On Wednesday, 19 December 2012 at 21:00:20 UTC, Walter Bright wrote:
On 12/19/2012 2:05 AM, eles wrote:
Consider the US space shuttle design. It's probably the most wrong-headed engineering design ever, and it persisted because too many billions of dollars and careers were invested into it. Nobody could admit that it was an extremely
inefficient and rather crazy design.

Hey, this is really OT, but I'm interested in. Why do you consider it is such a bad design? Because the shuttle is intended to be reentrant and this is costly?
Some other issue?

Is about the design or about the entire idea?

It boils down to the overriding expense in spaceflight is weight. There's the notion of "payload", which is the weight of whatever does something useful in space - the whole point of the mission.

Every bit of weight adds a great deal of more weight in terms of cost to push it all into orbit.

To make the shuttle return and land, you've got wings, rudder, landing gear, flight control system, basically a huge amount of weight devoted to that. That weight subtracts from what you can push up as payload. All of the lifting capability for that also must be insanely reliable.
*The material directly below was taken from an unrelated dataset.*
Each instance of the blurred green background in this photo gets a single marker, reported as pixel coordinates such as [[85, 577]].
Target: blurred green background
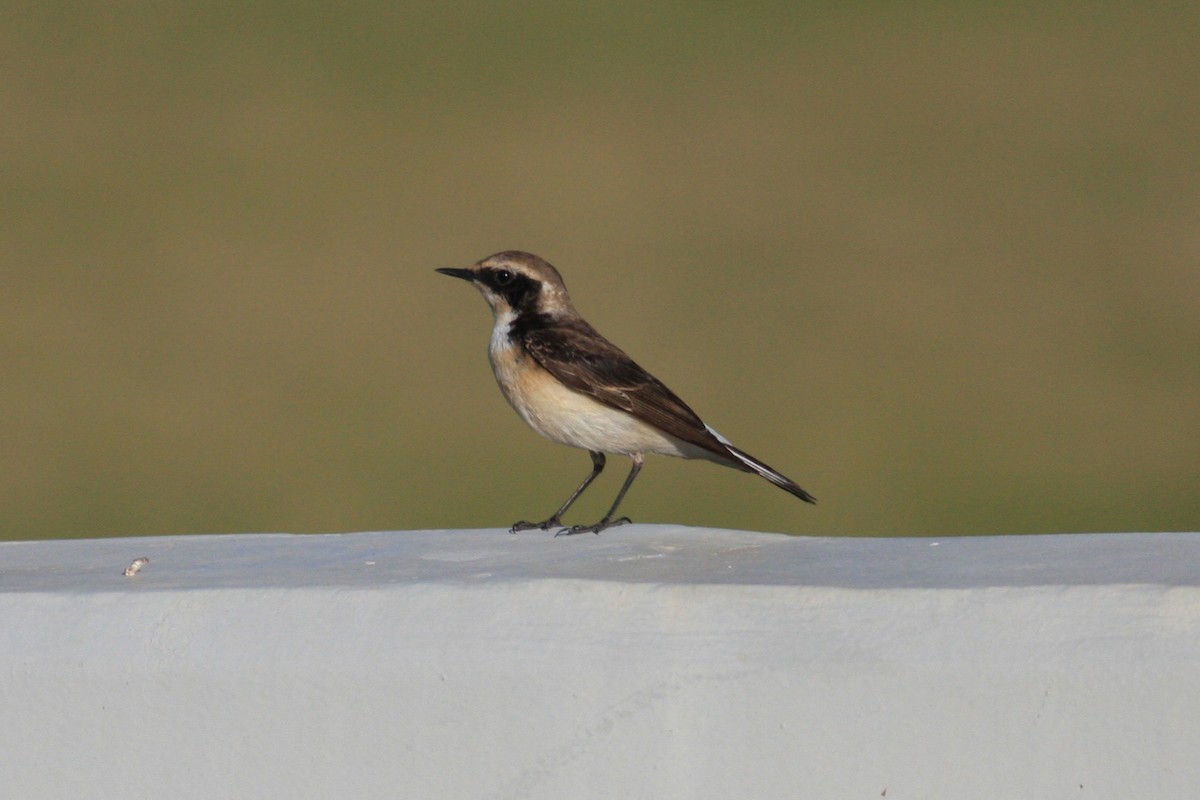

(And never mind needing things like a custom 747 to transport it around because it's too big to go on the roads, all that money spent trying to make a reusable heat shield, etc.)

Now consider the only thing that actually has to return are the astronauts. And all they actually need to return is a heatshield and a parachute - i.e. an Apollo capsule.

Thinking about it from basic principles, you need:

1. astronauts
2. payload
3. a way to get the astronauts back

So the idea then is to have two launches.

1. an insanely reliable rocket to push the astronauts up, and nothing else 2. a less reliable (and hence cheap) heavy lift rocket to push the payload up

The two launches dock in space, astronauts do their job, astronauts return via their Apollo-style capsule.

Mission accomplished at far, far less cost.

The shuttle was originally intended to be a lot smaller and sit atop the central booster, avoiding the issues that caused the Columbia disaster. I believe that design may have been intended to operate in the manner you suggest, however the CIA demanded that the shuttle be made much larger to accommodate large military satellites, distorting the design and making it a lot less efficient.